The first telegraph line connected early towns along the trail in 1864. Development accelerated with the arrival of the Central Pacific Railroad track completed in 1887, which followed the path of the Siskiyou Trail.

==Route==
The historic route of the Siskiyou Trail extended from the Columbia District headquarters of the Hudson's Bay Company, at Fort Vancouver in southern Washington, to the San Francisco Bay Area. In California, the trail went through or near modern-day Redding, Dunsmuir and Yreka. In Oregon, the route went through or near modern-day Ashland, Grants Pass, Roseburg, Eugene, Salem and Portland.

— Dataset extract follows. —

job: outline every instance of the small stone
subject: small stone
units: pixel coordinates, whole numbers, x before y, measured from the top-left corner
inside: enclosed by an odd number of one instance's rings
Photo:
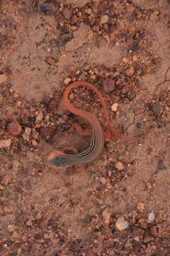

The trail used the valleys of the Willamette, Umpqua, Rogue, Klamath, Shasta and Sacramento rivers to make the connection between Oregon and California, and to traverse the rugged mountains of Northern California and Southern Oregon (Siskiyou Mountains). The trail crested at the Siskiyou Summit (elevation 4310 ft) just north of the Oregon-California border, and went past or near landmarks such as Mount Shasta, Upper Soda Springs, Castle Crags and Sutter Buttes.

==Modern roads==
Between 1869 and 1887, the Oregon & California Railroad Company built a railroad along this route, crossing Siskiyou Summit in 1887. In the mid-1910s, the pioneering Pacific Highway, later numbered as U.S. Route 99, provided the first easy automobile access along the path of the trail. Interstate 5 was built in the 1960s along the route of the original 1820s Siskiyou Trail. About 4 miles (7 km) north of the California border, and just south of Ashland, Oregon, the highway crosses Siskiyou Summit, the highest point on I-5 (elevation 4310 ft). The railroad and interstate highway deviate from the original trail in small ways according to the needs and engineering available to their builders.